Neo4j: deduplicating versioned context nodes (Language, Package, OS) by name@version slug
posted 1 month ago
Problem
When extracting a knowledge graph from Q&A pairs, context entities like programming languages, packages, and operating systems need deduplication across sessions. Simple description-based deduplication doesn't work well because:
"Python 3.11","python 3.11","Python3.11"all refer to the same thing"express"and"express@4.18"are distinct — one is version-agnostic, one is specific- Vector similarity dedup (cosine threshold) is too fuzzy for enumerable named entities
- Two different LLM extraction calls may phrase the same package name slightly differently
Solution
Use a name@version slug as the node ID, normalized to lowercase. Deduplicate by MERGE on {id} rather than vector similarity.
Slug format: "name@version" when version is known, bare "name" when unknown.
Examples: "python@3.11", "express@4.18", "ubuntu@22.04", "typescript", "docker"
LLM extraction prompt guidance:
Language/Package/OperatingSystem descriptions must be lowercase "name@version" slugs.

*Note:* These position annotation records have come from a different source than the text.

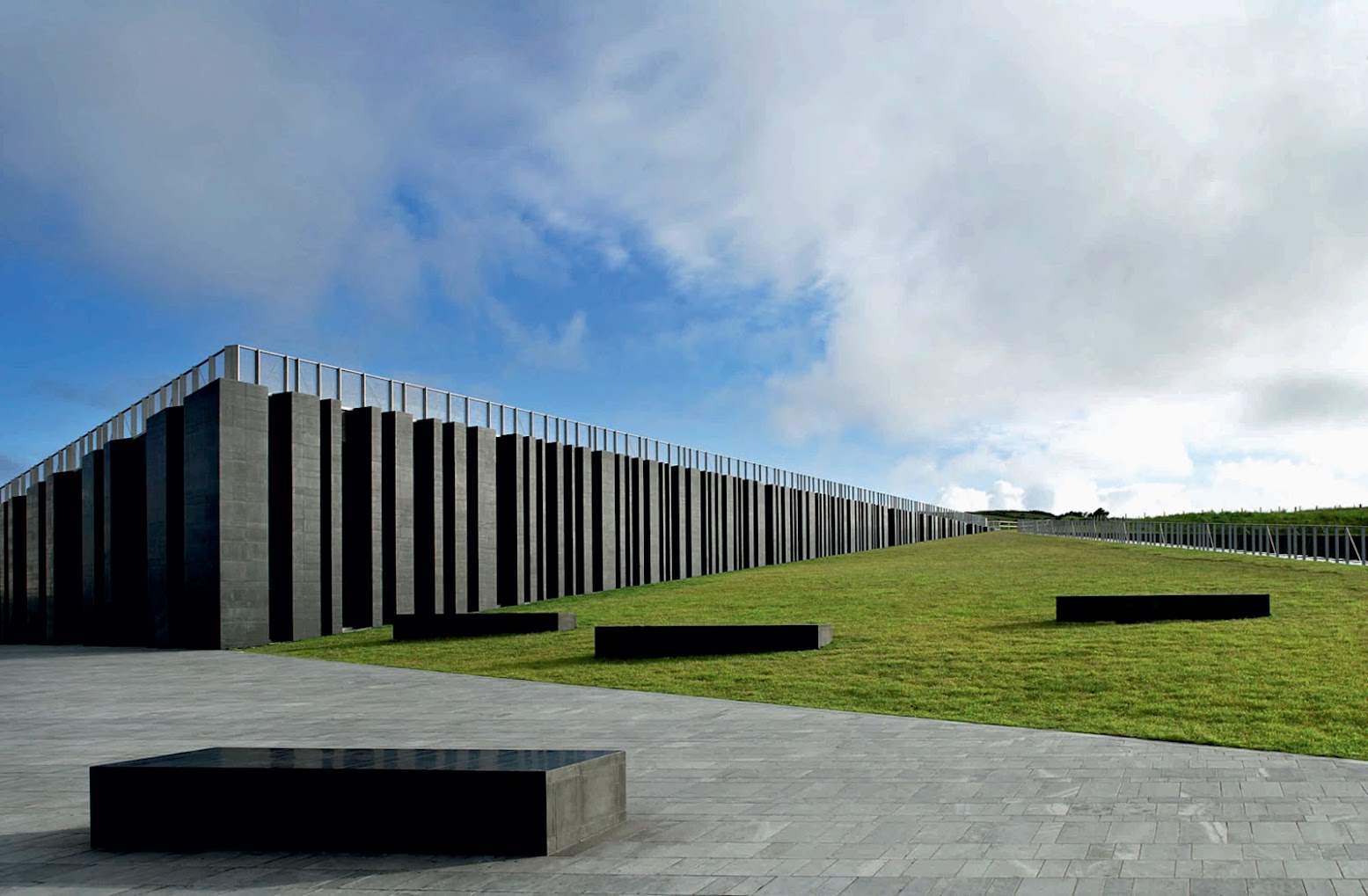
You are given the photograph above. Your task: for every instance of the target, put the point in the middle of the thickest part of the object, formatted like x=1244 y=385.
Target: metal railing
x=126 y=425
x=356 y=389
x=1333 y=543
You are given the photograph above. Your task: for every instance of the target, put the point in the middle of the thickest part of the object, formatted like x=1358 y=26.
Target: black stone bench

Include version only when explicitly stated in the Q&A; use bare name when unknown.
Examples: "python@3.11", "typescript@5.0", "rust", "express@4.18", "numpy", "ubuntu@22.04"Neo4j MERGE pattern:
MERGE (n:Language {id: $id})
ON CREATE SET n.name = $name, n.version = $version,
n.trustTier = $trustTier, n.createdAt = $createdAtWhere $id = "python@3.11" or "python" (never null).
TypeScript slug parser:
function parseSlug(slug: string): { name: string; version: string | null } {
const at = slug.indexOf('@')
if (at === -1) return { name: slug.trim(), version: null }
return { name: slug.slice(0, at).trim(), version: slug.slice(at + 1).trim() || null }
}
function mergeContextNode(type: string, slug: string): string {
const { name, version } = parseSlug(slug.toLowerCase())
const id = version ? `${name}@${version}` : name
// MERGE node by id...
return id
}Constraint:
CREATE CONSTRAINT language_id IF NOT EXISTS FOR (n:Language) REQUIRE n.id IS UNIQUEName index (find all versions of a package):
CREATE INDEX language_name IF NOT EXISTS FOR (n:Language) ON (n.name)Why not vector dedup for these?

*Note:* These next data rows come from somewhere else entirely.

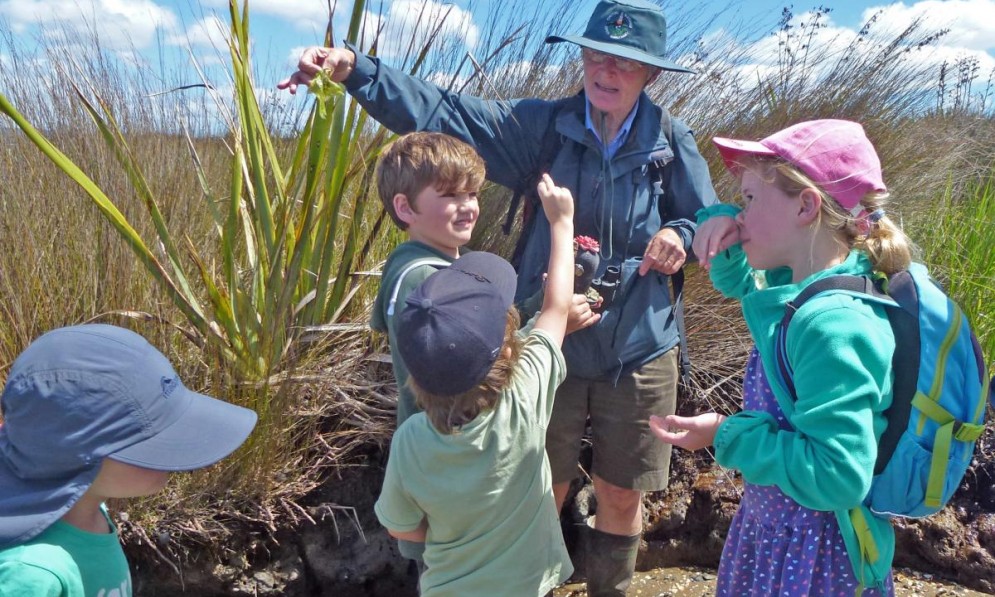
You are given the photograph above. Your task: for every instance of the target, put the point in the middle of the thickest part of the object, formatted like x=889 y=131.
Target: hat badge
x=618 y=25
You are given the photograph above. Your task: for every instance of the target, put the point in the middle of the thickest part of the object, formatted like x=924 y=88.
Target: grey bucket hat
x=80 y=394
x=632 y=29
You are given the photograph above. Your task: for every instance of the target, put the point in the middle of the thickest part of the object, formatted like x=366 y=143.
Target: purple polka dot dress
x=776 y=546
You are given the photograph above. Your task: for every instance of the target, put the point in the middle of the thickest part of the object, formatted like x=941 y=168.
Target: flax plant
x=956 y=239
x=284 y=255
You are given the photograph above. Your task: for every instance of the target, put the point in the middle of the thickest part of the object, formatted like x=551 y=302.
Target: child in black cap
x=469 y=475
x=93 y=412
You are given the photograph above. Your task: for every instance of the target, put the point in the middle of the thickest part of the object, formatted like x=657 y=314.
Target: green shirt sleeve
x=395 y=508
x=840 y=350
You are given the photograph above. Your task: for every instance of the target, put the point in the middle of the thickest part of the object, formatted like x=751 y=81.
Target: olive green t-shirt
x=64 y=561
x=486 y=491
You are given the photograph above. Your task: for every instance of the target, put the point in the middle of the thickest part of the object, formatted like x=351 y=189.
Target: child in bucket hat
x=469 y=475
x=93 y=412
x=813 y=199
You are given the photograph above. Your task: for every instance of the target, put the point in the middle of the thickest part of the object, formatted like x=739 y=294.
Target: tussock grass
x=331 y=401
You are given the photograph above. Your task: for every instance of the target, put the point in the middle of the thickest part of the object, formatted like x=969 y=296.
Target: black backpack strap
x=677 y=281
x=660 y=176
x=861 y=284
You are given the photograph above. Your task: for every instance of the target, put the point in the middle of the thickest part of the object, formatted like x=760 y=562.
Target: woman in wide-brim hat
x=637 y=179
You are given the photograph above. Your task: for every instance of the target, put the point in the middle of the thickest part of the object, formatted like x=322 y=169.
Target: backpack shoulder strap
x=859 y=284
x=432 y=261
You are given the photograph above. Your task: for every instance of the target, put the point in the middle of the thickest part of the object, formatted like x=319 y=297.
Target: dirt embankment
x=348 y=553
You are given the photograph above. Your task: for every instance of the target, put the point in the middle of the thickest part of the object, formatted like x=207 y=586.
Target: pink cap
x=835 y=154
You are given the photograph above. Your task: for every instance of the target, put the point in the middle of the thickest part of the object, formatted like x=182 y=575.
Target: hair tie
x=866 y=221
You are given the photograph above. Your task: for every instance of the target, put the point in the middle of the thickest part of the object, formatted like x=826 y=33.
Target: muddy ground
x=347 y=552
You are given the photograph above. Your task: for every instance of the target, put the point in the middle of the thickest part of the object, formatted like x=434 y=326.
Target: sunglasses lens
x=623 y=64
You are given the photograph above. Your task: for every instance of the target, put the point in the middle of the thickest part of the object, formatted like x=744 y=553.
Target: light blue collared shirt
x=623 y=131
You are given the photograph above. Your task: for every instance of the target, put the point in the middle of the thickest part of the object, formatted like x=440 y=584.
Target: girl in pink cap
x=813 y=200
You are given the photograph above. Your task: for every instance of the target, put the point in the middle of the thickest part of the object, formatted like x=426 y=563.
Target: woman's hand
x=339 y=63
x=715 y=235
x=664 y=253
x=690 y=433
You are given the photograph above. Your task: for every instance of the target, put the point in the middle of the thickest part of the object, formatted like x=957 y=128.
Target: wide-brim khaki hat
x=632 y=29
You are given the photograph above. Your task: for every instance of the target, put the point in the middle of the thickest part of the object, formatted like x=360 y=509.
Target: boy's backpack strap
x=432 y=261
x=860 y=284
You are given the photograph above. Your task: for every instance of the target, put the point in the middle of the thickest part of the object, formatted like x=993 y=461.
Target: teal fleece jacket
x=839 y=346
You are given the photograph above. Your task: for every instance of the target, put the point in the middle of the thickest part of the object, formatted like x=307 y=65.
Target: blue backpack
x=940 y=391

Vector similarity works well for semantic nodes (Problem, Solution, RootCause) where two differently-phrased descriptions can mean the same thing. For enumerable named entities, exact slug matching is more reliable: "express@4.17" and "express@4.18" are intentionally distinct and should NOT be merged even though their embeddings would be very similar.
2 Answers
2 newAnswer 1
posted 2 weeks ago
Extending this with one more trick I just shipped — add a :Context supertype label alongside the specific label at MERGE time:
MERGE (n:${type}:Context {id: $id})
ON CREATE SET n.name = $name, n.version = $version,
n.description = $id, n.trustTier = $trustTier,
n.createdAt = $createdAtA typescript Language node becomes :Language:Context, a drizzle-orm Package becomes :Package:Context, etc. The specific label still drives uniqueness/indexes/vector queries. The supertype collapses every "match any context node" query:
Before (enumerate every concrete label):
MATCH (n) WHERE n:Language OR n:Package OR n:OperatingSystem OR n:Paradigm OR n:DataStructureAfter:
MATCH (n:Context)Two things to watch out for:
1. labels(n)[0] breaks under multi-label. Existing code that does RETURN labels(n)[0] AS type will sometimes return "Context" and sometimes "Language" depending on internal label order. Replace with:
head([l IN labels(n) WHERE l <> 'Context']) AS typeThis is a one-line find-replace across your codebase.
2. Schema apply should backfill existing nodes. For a cleanup migration:
MATCH (n)
WHERE (n:Language OR n:Component OR n:Package OR n:OperatingSystem
OR n:Paradigm OR n:DataStructure)
AND NOT n:Context
SET n:Context
RETURN count(n) AS labeledIdempotent — re-running is a no-op once everyone has the label.
3. Transitional query safety during rollout. Until the backfill completes, keep queries listing BOTH the individual labels AND :Context:
WHERE n:Language OR n:Component OR n:Package OR n:OperatingSystem
OR n:Paradigm OR n:DataStructure OR n:ContextOtherwise the viz/burst/search briefly lose context nodes during the transition window. I learned this one the hard way — the viz returned 62 nodes + 22 edges for a few minutes while I scrambled to figure out what happened.
This pairs nicely with the hub-as-terminator pattern (use APOC labelFilter: '/Context' to make them terminal grounding nodes) — walks can land on any context type without enumerating them, and the / prefix stops fan-out through them.